The Alternative Course was in many ways the first institutionalized expression of a CRT program at HLS. As a result of this organizing, students pursued careers as CRT scholars, lawyers, and activists fighting to dismantle systems of oppression. We recognize the labor that former and current HLS students and professors invested so that we could organize this conference this week. We recognize the successes achieved through years of HLS student activism: hiring the first black faculty member Derrick Bell in ‘69, founding the Latinx Law Review in ‘94, granting tenure to the first woman of color Lani Guinier in ‘98, removing a slaveholder’s crest from the HLS seal in 2016, and securing a memorial in 2017 in honor of African-Americans whose enslavement enabled the foundation and wealth of HLS.
Student Activism at HLS Today
In many ways, students of color, womxn, and queer folx at HLS are still fighting the same decades-long battles. We are still asking HLS to establish a critical race theory program, hire CRT tenured faculty, more racially diverse faculty, and more womxn. In a recent meeting with the Law School’s Curriculum Committee on April 10, 2019, students asked the Committee what they were doing to hire more diverse faculty and get a CRT tenured Professor. The Committee responded with the same tired response of “we’re looking into it but there are not many candidates and this process takes a long time.” Yet, when asked by a group of FedSoc members to bring more originalist and Conservative faculty to HLS, the Committee responded with “We’ve made two offers.”

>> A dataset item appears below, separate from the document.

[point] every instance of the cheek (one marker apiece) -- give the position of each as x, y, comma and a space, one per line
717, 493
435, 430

…[W]e recognize that in order to bring change, students must organize and demand it. We also recognize that our long-struggle to bring CRT to HLS is deeply connected to other students calling for gender equity at HLS, ending harassment and discrimination in the legal profession, a graduate student union and labor protections, better financial aid policies, ending racism on campus, establishing an HLS diversity & inclusion committee, reparations, divestments from Prisons, establishing a movement lawyering clinic, and ending the US-backed Israeli settler-occupation in Palestine.